Quando Neil Armstrong mise il primo piede sulla luna disse che quello era un piccolo passo per l’uomo ma un grande balzo per l’umanità. La scorsa settimana c’è stato un piccolo passo per le donne e un grande balzo per l’umanità. In Arabia Saudita le donne possono guidare. Si può dunque sperare che passo dopo passo cadano gli altri divieti: che possano andare a prendere un caffè, entrare in un cinema, recarsi in piscina. Quello che sembra banale nella nostra quotidianità, in Arabia è oltremodo impensabile.

Avere l’autista ed essere accompagnate non è solo un elemento di controllo sul dove si va o sul chi si frequenta; è anche un modo per ascoltare conversazioni, osservare movimenti, ma soprattutto serve a mantenere vivo lo stereotipo secondo cui la donna è impedita, incapace, non sufficientemente intelligente da poter fare alcune cose considerate esclusivamente maschili.
È solo da alcuni decenni che noi abbiamo fatto alcuni passi avanti, ma il percorso per la parità dei diritti è lontano dall’essere concluso. Questa notizia ci dona speranza. Quanto abbiamo ammirato Samantha Cristoforetti perché era la prima donna italiana ad andare nello spazio e quanto ci ha sorpreso, ci è sembrato incredibile!

Da notizie come queste possiamo ritrovare nuova linfa per le piccole e grandi battaglie a casa nostra, possiamo con competenza e professionalità mostrare sempre e comunque le nostre capacità a chi, pur non essendo arabo, ritiene le donne degli esseri in qualche modo inferiori e cerca di controllarle attraverso strategie di accerchiamento.
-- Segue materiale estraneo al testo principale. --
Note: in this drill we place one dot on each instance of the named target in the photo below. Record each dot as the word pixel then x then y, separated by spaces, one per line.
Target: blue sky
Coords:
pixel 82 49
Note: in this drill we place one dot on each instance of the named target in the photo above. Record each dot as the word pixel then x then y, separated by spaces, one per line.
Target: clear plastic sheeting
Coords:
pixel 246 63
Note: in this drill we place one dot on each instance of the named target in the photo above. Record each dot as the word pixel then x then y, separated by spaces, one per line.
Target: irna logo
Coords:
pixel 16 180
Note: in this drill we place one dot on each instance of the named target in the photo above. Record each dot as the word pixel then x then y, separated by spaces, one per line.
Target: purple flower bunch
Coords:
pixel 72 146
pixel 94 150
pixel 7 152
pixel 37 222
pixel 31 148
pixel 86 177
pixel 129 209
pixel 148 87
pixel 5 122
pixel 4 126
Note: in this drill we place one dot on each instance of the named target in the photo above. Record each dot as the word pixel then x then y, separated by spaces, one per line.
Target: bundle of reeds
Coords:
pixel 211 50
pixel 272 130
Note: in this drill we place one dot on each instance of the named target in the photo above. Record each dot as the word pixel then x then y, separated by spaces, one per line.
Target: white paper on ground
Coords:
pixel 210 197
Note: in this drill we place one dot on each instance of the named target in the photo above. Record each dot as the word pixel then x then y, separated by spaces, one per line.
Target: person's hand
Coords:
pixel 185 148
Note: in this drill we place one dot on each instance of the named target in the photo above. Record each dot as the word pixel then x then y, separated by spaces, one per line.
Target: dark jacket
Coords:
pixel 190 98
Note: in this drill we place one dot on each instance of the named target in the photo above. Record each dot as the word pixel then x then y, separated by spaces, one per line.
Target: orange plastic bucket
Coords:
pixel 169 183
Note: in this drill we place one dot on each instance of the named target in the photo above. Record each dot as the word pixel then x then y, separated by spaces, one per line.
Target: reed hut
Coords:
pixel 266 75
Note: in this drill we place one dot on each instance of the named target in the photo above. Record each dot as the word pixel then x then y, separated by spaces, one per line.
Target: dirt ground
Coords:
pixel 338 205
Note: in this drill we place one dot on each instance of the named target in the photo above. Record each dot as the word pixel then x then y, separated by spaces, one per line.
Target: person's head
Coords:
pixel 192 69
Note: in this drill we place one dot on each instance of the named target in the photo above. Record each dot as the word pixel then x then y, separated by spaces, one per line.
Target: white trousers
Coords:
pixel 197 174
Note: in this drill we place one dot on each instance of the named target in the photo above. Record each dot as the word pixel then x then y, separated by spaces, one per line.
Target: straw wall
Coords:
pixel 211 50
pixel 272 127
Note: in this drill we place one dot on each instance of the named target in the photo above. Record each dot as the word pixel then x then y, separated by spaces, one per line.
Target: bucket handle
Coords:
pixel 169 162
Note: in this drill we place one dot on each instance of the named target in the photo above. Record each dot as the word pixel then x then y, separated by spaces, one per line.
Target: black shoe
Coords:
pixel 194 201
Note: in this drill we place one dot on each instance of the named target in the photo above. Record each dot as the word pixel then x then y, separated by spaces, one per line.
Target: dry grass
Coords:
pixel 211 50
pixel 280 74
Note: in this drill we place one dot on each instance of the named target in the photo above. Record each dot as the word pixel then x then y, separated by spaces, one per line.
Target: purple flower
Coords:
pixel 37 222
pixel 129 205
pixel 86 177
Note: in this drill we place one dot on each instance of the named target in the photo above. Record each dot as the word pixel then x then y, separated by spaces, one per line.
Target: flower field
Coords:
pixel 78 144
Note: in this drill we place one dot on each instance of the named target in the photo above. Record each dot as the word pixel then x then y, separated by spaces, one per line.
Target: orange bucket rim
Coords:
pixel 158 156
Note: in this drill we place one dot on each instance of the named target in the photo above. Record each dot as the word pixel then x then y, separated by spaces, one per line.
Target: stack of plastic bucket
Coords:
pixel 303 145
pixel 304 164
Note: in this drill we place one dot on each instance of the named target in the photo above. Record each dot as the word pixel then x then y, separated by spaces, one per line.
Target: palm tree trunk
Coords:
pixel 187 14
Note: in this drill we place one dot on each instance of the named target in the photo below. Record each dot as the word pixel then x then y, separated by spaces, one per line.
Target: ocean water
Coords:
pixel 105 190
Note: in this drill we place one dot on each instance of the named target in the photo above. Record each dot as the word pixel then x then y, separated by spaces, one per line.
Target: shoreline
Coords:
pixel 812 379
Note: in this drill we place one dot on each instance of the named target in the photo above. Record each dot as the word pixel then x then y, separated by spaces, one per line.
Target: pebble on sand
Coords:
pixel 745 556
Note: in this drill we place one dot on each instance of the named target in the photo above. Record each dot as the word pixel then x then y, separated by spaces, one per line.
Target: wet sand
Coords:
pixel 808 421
Non è il 25 novembre e non è neanche l’8 marzo; ma come ogni giorno siamo donne, oltre ad essere madri, mogli, figlie, sorelle, amiche e anche oggi possiamo concederci di pensare a noi e al nostro percorso per una pari dignità.
Ora alle sorelle e amiche arabe auguro di andare verso altre mete, con la testa sulle spalle, senza mai sottovalutare quanto raggiunto e senza mai accontentarsi di quanto ancora possibile da ottenere. La possibilità di portare un bellissimo macchinone fiammante (nulla a confronto della mia prima auto, una 127 blu, rigorosamente di seconda mano) è solo un “punto” ma dobbiamo farlo diventare, parafrasando Rodari, solo un punto a capo per ricominciare.

Il raggiungimento di alcune possibilità non deve però far perdere la straordinarietà dell’essere donna a nessuna di noi, non deve trasformarci, e la fatica che impieghiamo per farci conoscere ed apprezzare non deve sfigurarci. Dobbiamo sempre tenere a mente che un mondo più giusto è un mondo più giusto per tutti, che il beneficio di poter raggiungere dei risultati deve andare sempre a favore dell’intera comunità, e se abbiamo bisogno di aiuto per far si che alcuni traguardi risultino possibili, chiediamolo. Non importa se ad aiutarci saranno altre donne o degli uomini, l’importante è poter arrivare ad un bene che è comune.

Se la macchina si spegne al semaforo possiamo farla ripartire alzando anche una mano per scusarci con chi sta dietro, se si buca una ruota possiamo chiamare il carro-attrezzi, se non sappiamo quanti litri di olio servono al nostro motore possiamo leggerlo sul libretto di manutenzione… possiamo fare tutto questo – e tanto altro – senza assolutamente sentirci in colpa e soprattutto possiamo sempre scegliere. Paradossalmente anche scegliere di non guidare. L’essere donna o uomo non ci fa essere necessariamente meccanici, idraulici, infermieri, badanti, astronauti, ricamatrici o sarti. Non ci sono competenze solo ed esclusivamente maschili o femminili, ci sono predisposizioni, passioni e studi. Con l’apprendimento possiamo imparare tutto: anche a rispettarci.